Ils voulurent savoir ce que je faisais; je leur bâtis un conte à ma manière, et d'après ce que je leur dis, ils crurent non-seulement que je venais de la province, mais encore que j'étais un voleur qui cherchait à s'accrocher à quelque chose. Je ne m'expliquai pas positivement à cet égard, mais affectant certaines manières qui trahissent la profession, je leur laissai entrevoir que j'étais assez embarrassé de ma personne.
Le vin ne fut pas épargné, il délia toutes les langues, si bien qu'avant la fin du repas, je sus la demeure de Gueuvive, celle de Joubert, son digne acolyte, ainsi que les noms de plusieurs de leurs camarades. Au moment de nous séparer, je fis entendre que je ne savais trop où aller coucher; Joubert offrit de m'emmener chez lui, et il me conduisit rue Saint-Jacques, nº 99, où il occupait une chambre au second étage sur le derrière; là, je partageai avec lui le lit de sa maîtresse, la fille Cornevin.

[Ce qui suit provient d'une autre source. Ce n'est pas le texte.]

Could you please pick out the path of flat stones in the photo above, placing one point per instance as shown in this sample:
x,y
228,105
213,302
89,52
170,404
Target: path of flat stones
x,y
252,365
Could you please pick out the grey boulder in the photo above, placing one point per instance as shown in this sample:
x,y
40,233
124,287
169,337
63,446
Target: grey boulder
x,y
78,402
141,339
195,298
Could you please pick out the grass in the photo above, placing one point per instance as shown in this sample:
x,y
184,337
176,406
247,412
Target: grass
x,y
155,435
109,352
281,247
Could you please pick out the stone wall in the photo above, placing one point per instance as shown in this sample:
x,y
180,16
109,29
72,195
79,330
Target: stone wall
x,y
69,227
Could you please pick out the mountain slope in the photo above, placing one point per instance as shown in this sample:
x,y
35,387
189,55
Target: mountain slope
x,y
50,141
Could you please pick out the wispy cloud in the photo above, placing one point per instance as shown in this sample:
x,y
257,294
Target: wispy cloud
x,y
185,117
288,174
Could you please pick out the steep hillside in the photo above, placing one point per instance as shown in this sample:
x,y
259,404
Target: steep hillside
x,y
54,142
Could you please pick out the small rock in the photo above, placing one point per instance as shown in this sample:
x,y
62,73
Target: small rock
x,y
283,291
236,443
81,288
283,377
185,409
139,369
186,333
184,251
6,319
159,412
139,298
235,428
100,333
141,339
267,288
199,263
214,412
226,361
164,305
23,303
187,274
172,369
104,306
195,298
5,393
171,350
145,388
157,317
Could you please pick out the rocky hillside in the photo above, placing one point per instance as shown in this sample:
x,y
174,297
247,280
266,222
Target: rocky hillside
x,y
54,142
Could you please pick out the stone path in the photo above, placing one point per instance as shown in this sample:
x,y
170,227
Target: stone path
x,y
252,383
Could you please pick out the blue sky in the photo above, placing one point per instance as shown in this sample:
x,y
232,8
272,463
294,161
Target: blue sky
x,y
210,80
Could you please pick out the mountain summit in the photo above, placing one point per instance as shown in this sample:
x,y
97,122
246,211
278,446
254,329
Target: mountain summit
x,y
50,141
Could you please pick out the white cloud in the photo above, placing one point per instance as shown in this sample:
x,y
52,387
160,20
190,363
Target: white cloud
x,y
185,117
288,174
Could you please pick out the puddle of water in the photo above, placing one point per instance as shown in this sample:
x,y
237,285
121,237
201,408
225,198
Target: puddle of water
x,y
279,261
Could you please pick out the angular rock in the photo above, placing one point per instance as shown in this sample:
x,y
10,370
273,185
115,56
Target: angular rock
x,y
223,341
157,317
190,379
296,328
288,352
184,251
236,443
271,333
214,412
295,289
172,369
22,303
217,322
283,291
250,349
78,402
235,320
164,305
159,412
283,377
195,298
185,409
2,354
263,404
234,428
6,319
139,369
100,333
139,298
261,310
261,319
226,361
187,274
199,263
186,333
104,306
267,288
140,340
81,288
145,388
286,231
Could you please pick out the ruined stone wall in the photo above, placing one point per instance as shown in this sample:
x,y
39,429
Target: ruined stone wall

L'entretien fut long: avant de nous endormir Joubert m'accablait de questions. Il tenait absolument à connaître quels étaient mes moyens d'existence, il s'enquérait si j'avais des papiers sa curiosité était inépuisable: pour la satisfaire, j'éludais ou je mentais, mais en cherchant toujours à lui faire concevoir que j'étais un confrère. Enfin il me dit, comme s'il m'avait deviné: «Ne battez plus, vous êtes un grinche. (Ne dissimulez plus, vous êtes un voleur.)» Je parus ne pas comprendre ces paroles, il me les expliqua en français; et ayant l'air de prendre la mouche, je lui répondis qu'il se trompait, que s'il prétendait me plaisanter de la sorte, je serais obligé de me retirer. Joubert se tut, et il ne fut plus question de rien jusqu'au lendemain dix heures, que Gueuvive vint nous réveiller.
Il fut convenu que nous irions déjeûner à la Glacière. Nous partîmes. Chemin faisant, Gueuvive me prit à part, et me dit: «Écoute, je vois que tu es un bon garçon, je veux te rendre service; ne sois pas si dissimulé, dis-moi qui tu es et d'où tu sors?» Quelques demi-confidences lui ayant donné à penser que je pourrais bien être un échappé du bagne de Toulon, il me recommanda d'être discret avec ses camarades: «Ce sont, ajouta-t-il, les meilleurs enfants du monde, mais un peu bavards.